In the homes of the middle-class and upper-class, everybody in the family (not counting the servants) had beds. Houses often had many beds in them. Some of the bigger houses even had special rooms set aside for guests, and those rooms had beds in them. Of course, this was back before air conditioning really existed, so even the rich would sometimes sleep on their roofs to stay cool. The eldest sons would not be pleased to be forced to sleep indoors every night. It would not be a privilege.
And we’re supposed to believe, by the way, that not even the parents, including the head of the family, were permitted to sleep in a bed. I suppose that on cold nights, they all were supposed to sleep on the floor. Yeah. I can easily imagine the pharaoh sleeping on the floor while his eldest son slept in a bed.
Also, Jacobovici’s idea requires the entire region to be perfectly flat, and for everybody who slept indoors to sleep right at ground level. First off, Egypt of the time did have their own versions of apartment buildings. Egypt was a very constricted nation, being a little narrow strip of land along the banks of the Nile with desert on either side. Habitable places were scarce, and every square meter of land that could be used to grow crops on or to graze livestock had to be used for that purpose. Living space tended to be just as much at a premium in ancient Egyptian cities as it is today in Manhattan or Tokyo. So they built upwards as well as outwards.

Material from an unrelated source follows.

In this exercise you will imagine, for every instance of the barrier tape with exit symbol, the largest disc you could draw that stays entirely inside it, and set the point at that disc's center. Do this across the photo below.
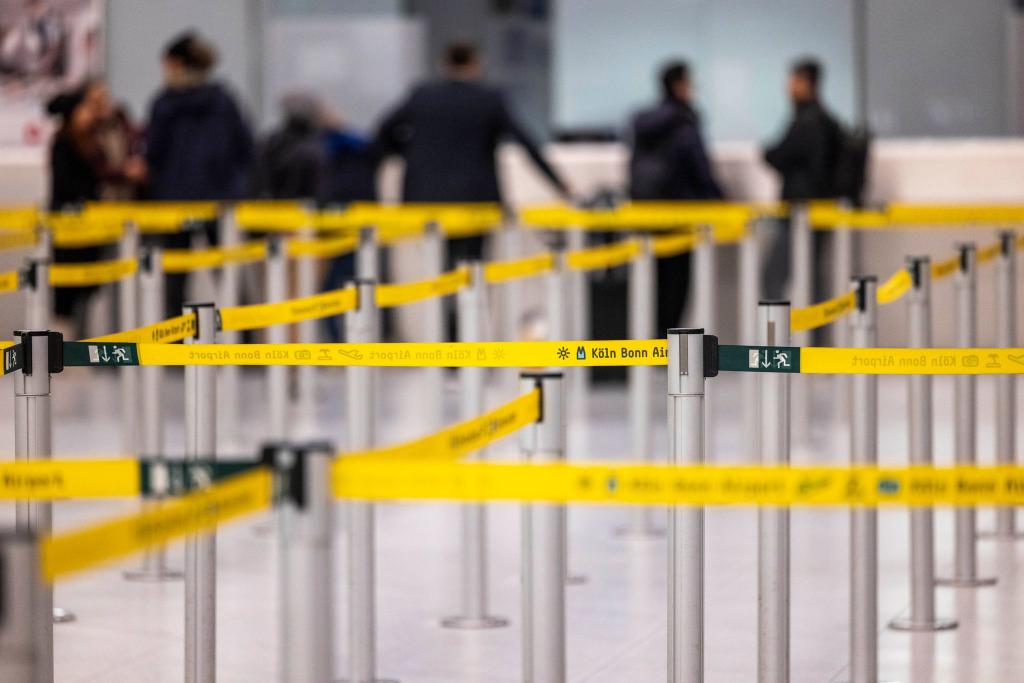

Then there’s the matter that habitations were built up high, due to the Nile’s flooding. Some houses were built on stilts or raised foundations. Cities tended to be built on hills. And, as is usually the case in cities around the world, how high you were in social rank determined how high up the hill your house was. The upper-class lived near the tops of the hills, the middle class a bit lower, and the lower class at the lowest parts. Slaves, aside from house servants, would have been the lowest class in all senses of the phrase. So for the carbon dioxide to have reached the firstborn sons of the middle and upper classes (whether they slept in beds or on the roofs), the gas would first have had to totally flood the lower classes and the slaves. The Israelites would have been among the first people affected, and even sitting on the roofs of their slave quarters would not have saved them.
Pretty much every single horse, cow, goat, chicken, rabbit, hippo, crocodile, fish, and so on in the region would have died, of course. Not just the firstborn males. Most of these critters would have been in the lowlands outside of town.